Fenomena sound horeg telah menarik perhatian banyak orang dalam beberapa tahun terakhir. Suara musik keras yang sering dimainkan di tempat umum untuk hiburan, promosi, atau bahkan sekadar unjuk eksistensi disebut "suara horeg". Fenomena ini mencakup domain teknologi dan sosial serta psikologis. Bagaimana "sound horeg" menarik perhatian kelompok tertentu, dan bagaimana hal itu berdampak pada interaksi sosial?Â
Dalam kacamata psikologi sosial, kita dapat melihat bagaimana orang sering menggunakan simbol tertentu untuk menunjukkan identitas mereka. Sound horeg dapat dianggap sebagai salah satu jenis simbol sosial dalam konteks ini. Dalam teori identitas sosial, Tajfel dan Turner (1979) mengatakan bahwa orang cenderung mengelompokkan diri mereka ke dalam kategori sosial tertentu untuk meningkatkan perasaan keberadaan atau eksistensi mereka. Suara keras musik menjadi cara untuk menunjukkan keberadaan kelompok. Misalnya, kelompok penggemar sound horeg ini sering kali menggunakan suara horeg sebagai cara untuk menyatakan pilihan musik mereka dan berkolaborasi dengan orang lain di komunitas mereka. Ini menunjukkan bahwa selain interaksi lisan, simbol-simbol yang umum digunakan untuk membentuk identitas sosial.Â
Fenomena ini terkait dengan konformitas sosial selain ekspresi identitas. Dalam penelitiannnya, Solomon Asch (1951) menunjukkan bahwa orang cenderung menyesuaikan perilaku mereka dengan kelompok sosial. Namun, tindakan tersebut tidak selalu sesuai dengan keinginan pribadi mereka. Dalam konteks sound horeg, seseorang yang berada pada masyarakat yang cenderung menyukai sound horeg seringkali merasa terdorong untuk turut menyukai sound horeg, atau bahkan berpartisipasi dalam kegiatannya karena perilaku ini dianggap sebagai norma kelompok. Mereka takut jika mereka tidak melakukannya, mereka akan dianggap berbeda atau tidak sejalan dengan norma kelompok.

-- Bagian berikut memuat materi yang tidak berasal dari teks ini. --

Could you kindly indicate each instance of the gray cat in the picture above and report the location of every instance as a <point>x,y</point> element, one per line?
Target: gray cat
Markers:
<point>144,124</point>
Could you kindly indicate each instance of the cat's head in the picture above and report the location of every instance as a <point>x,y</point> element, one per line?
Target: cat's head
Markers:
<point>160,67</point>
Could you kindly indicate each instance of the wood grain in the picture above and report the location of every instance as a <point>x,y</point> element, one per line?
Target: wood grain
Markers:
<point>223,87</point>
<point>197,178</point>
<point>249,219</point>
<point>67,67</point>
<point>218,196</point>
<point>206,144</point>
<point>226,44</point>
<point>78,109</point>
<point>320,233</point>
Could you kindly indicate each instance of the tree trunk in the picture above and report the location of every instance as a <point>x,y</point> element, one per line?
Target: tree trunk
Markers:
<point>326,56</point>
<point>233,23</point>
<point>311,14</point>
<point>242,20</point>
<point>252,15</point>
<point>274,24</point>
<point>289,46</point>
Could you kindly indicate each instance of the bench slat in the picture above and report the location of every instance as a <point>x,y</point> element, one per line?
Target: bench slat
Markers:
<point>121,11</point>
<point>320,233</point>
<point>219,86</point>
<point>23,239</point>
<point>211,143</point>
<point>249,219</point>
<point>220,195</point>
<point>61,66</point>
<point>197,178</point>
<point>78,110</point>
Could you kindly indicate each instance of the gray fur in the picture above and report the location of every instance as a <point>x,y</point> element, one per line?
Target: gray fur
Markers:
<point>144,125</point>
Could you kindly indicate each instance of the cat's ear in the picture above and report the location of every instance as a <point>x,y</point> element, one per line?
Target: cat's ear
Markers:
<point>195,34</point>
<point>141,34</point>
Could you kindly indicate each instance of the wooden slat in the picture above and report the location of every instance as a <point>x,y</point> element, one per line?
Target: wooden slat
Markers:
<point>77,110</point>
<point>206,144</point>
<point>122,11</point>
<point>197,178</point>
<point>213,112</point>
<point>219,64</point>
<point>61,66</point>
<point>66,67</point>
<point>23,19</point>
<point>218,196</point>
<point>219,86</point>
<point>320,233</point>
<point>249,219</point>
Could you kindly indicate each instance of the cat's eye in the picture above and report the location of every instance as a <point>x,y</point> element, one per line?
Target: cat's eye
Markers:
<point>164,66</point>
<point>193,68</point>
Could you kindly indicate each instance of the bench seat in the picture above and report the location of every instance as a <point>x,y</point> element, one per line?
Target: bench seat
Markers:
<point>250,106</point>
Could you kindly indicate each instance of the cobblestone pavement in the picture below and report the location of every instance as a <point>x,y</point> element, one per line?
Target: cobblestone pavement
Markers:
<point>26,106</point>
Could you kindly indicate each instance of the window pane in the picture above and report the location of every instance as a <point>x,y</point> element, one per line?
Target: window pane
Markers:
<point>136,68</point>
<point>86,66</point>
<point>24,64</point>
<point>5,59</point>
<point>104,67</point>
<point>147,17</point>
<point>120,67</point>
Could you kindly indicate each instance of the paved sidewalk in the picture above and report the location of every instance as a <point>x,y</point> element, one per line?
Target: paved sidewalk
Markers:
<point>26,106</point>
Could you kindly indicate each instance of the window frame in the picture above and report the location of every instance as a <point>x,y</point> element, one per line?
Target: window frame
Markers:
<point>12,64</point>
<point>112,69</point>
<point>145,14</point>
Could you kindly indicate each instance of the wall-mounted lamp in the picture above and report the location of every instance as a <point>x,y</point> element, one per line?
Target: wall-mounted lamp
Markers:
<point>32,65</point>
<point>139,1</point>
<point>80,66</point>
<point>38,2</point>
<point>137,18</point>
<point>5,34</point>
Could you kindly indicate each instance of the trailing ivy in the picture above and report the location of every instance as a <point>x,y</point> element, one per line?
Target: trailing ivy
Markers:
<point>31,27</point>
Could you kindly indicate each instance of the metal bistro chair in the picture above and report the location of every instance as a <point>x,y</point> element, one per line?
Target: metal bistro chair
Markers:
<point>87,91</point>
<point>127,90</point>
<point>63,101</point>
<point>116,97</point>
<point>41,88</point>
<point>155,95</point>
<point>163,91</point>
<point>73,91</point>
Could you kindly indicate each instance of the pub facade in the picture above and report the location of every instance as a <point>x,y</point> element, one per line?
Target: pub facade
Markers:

Psikologi sosial juga melihat bagaimana interaksi sosial dapat memperkuat perilaku tertentu. Fenomena sound horeg sering kali diperkuat oleh tanggapan positif, seperti pujian, perhatian, atau bahkan sekadar pengakuan dari orang lain. Hal ini sejalan dengan teori penguatan sosial yang menyatakan bahwa perilaku yang mendapatkan respons positif cenderung diulang. Sebagai contoh, seseorang yang mendatangkan dan memutar sound horeg mungkin mendapatkan perhatian dari orang-orang di sekitarnya, baik dalam bentuk atensi atau komentar. Meskipun beberapa tanggapan bersifat negatif, perhatian yang diterima tersebut dapat memberikan penguatan tersendiri, sehingga perilaku ini terus dilestarikan.
Fenomena sound horeg adalah bagian tak terpisahkan dari interaksi sosial dan psikologis yang kompleks. Fenomena ini dapat dipahami sebagai ekspresi identitas sosial, produk dari konformitas kelompok, dan hasil dari penguatan sosial, menurut pendekatan psikologi sosial. Hal ini menunjukkan bahwa banyak faktor yang saling berkaitan memengaruhi perilaku manusia, bahkan hal yang tampak sederhana seperti memutar musik keras. Dengan memahami dinamika ini, kita dapat membuat cara yang lebih baik untuk menangani efek negatif dari fenomena ini, terutama dalam skala sosial yang lebih luas.